Spheres of interest*
ifa-Galerie Berlin (24.06.2022 – 18.09.2022)

Six artist were invited over two shows to reflect and do works related to the ifA (Institut for foreign exchange) art collection. The shows were curated by Inka Gressel and Susanne Weiß.

Lizza May David’s contribution to this exhibition is a collaboration with artist Gitte Villesen on Hannah Höch's (1889-1978) collage 'Mischling'. David put her photography THE UNKNOWN FILIPINA along with two other texts in parallel with Franz Klekawka paintings (1925-2001), which she selected from the collection. This collaboration highlights the historic idiosyncrasies and structures of the ifA art collection, and the issue of labor migration in Germany in particular.

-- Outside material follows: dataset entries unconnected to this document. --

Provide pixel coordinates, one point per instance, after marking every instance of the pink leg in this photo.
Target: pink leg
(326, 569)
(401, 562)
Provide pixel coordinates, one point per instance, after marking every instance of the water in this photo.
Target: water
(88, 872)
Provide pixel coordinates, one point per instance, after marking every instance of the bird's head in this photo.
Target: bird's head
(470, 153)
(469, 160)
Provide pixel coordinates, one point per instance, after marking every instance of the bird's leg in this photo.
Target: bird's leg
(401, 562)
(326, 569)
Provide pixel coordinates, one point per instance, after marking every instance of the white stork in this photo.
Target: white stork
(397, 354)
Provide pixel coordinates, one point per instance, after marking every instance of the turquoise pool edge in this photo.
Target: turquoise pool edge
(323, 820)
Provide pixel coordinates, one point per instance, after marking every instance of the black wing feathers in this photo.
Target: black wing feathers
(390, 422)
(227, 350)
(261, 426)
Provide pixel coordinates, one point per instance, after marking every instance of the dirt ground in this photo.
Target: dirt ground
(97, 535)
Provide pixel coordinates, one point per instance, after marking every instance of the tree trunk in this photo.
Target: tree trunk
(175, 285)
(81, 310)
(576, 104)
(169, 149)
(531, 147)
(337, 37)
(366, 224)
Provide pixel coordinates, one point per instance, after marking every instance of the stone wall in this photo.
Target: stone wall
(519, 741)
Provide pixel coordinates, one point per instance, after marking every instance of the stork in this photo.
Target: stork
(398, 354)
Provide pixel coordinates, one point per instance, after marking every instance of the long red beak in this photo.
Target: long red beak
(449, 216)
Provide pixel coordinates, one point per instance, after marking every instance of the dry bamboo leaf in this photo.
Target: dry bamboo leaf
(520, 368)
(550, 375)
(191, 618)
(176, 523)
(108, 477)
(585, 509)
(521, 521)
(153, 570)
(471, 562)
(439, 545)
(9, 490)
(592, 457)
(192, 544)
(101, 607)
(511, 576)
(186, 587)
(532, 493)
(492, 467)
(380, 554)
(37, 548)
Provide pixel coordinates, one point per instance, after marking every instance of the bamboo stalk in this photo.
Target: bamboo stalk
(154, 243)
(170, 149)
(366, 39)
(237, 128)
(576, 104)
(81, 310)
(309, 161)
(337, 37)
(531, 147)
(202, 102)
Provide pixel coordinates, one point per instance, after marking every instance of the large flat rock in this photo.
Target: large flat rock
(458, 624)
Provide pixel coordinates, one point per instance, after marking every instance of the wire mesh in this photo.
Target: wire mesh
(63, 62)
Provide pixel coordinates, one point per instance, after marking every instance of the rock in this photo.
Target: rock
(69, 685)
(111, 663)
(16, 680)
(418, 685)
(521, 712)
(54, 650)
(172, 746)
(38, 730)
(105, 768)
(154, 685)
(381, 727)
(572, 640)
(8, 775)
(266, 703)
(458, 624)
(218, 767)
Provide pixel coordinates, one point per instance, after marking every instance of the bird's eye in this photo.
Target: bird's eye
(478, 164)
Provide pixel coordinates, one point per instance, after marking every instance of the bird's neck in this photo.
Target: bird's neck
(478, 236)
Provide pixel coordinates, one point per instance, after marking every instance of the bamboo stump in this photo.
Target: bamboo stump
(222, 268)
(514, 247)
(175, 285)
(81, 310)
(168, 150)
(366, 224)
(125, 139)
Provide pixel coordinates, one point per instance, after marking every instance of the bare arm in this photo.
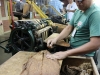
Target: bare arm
(70, 10)
(65, 33)
(93, 45)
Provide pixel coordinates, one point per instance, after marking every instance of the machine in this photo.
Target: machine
(28, 35)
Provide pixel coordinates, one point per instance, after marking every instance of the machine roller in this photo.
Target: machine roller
(28, 35)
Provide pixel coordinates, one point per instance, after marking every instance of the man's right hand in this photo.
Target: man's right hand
(51, 42)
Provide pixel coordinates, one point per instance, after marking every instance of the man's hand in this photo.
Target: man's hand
(51, 42)
(58, 55)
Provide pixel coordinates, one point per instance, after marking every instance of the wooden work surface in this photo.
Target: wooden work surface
(14, 65)
(60, 43)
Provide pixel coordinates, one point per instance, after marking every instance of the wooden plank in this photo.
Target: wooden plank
(61, 42)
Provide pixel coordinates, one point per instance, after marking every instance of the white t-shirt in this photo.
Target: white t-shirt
(72, 6)
(57, 5)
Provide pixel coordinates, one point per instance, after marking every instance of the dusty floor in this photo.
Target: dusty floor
(4, 56)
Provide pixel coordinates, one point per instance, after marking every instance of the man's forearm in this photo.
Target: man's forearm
(65, 33)
(84, 49)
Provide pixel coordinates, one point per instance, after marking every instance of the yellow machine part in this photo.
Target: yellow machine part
(39, 11)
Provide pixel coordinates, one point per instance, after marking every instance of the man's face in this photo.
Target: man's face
(83, 4)
(70, 1)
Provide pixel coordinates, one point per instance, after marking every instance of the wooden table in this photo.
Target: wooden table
(13, 66)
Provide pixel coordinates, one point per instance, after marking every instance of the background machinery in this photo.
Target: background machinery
(28, 35)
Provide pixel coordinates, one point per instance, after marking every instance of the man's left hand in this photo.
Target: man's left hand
(57, 55)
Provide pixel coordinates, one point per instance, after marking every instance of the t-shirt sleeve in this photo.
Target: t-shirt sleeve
(94, 24)
(75, 6)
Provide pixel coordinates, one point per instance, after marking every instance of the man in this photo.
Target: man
(0, 22)
(84, 29)
(57, 5)
(71, 8)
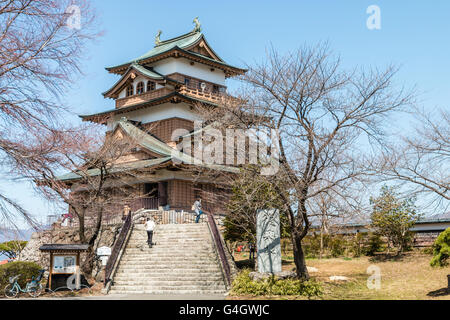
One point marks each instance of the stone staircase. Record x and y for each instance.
(182, 261)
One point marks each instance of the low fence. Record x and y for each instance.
(169, 217)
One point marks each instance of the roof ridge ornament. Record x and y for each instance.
(158, 38)
(198, 27)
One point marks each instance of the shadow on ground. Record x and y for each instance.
(439, 293)
(386, 257)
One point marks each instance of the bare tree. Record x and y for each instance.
(41, 44)
(421, 162)
(324, 117)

One question I am often asked by people from Germany as well as from the Philippines is, "You're a 'Mischling' [half-breed], right?" In Filipino, "Mixed ka ba?". I often say "Yes" so that I don't need to tell my life story from the beginning. That usually satisfies people. But if I answer that both my parents are of Filipino descent and that I was born and went to primary school there, it triggers a whole slew of other questions.
There are also situations where none of that seems to be an issue. Due to my way of speaking, my appearance, and how I was socialised, I am sometimes accepted as "German", depending on the context. Racism doesn't exist in this context. White passing means that regardless of the fact that I identify as Non-white, I am read as White.
In these moments I have felt suspicion and jealousy from people from both countries. Either I have an "exotic bonus" or I'm told "Hindi sya Pilipina" (She's not even Filipina). In both scenarios, I don't seem to be "real" enough. In such situations I notice the boundary of "who are we" and "who is the other" being negotiated via my body. It bothers me.
Hannah Höch's "Mischling" touched that nerve. For this work Hannah Höch chose a woman's portrait, transformed and decontextualised it – all through the lens of her White gaze. There is a part of me that recognises myself in this collage, which shows a racialised woman with a White mouth pasted onto her face.
The unease that the collage "Mischling" triggers in me comes from its reproduction of racist stereotypes. In my conversation with Gitte Villesen and Susanne Weiß on the subject, I am reminded of my image-text work "The Unknown Filipina" (2012).
It consists of a photo of a woman taken by my stepfather Günter Eckart on the streets of Manila in 1971, and a text written by myself. I feel a sense of unease when I look at this photograph, just as I do when I look at Hannah Höch's collage, particularly because I don't know who the subject is and whether she even wanted to be photographed. Today I think the title shows my own structural discomfort about reproducing the "other".
I am reminded of the colonial photograph of another woman whose identity is unknown. It belongs to Cologne businessman Georg Küppers-Loosen's photography collection and it is housed in the Rautenstrauch-Joest-Museum, also in Cologne. Küppers-Loosen (1860-1910) travelled to the Philippines in 1906 and purchased the collection from US-American zoologist and government official Dean Conant Worcester. Worcester had been exploring the islands since 1887. The Philippines were a US-American colony from 1898-1946, making his ethnographic photographic research part of a colonial practice. It is problematic that the "zoological" categorisation of humans into specific types was not constructed until the photographs were taken. These imaginaries and the hierarchical movement to categorise humans into "wild" and "civilised" remain active to this day, structuring violent social realities.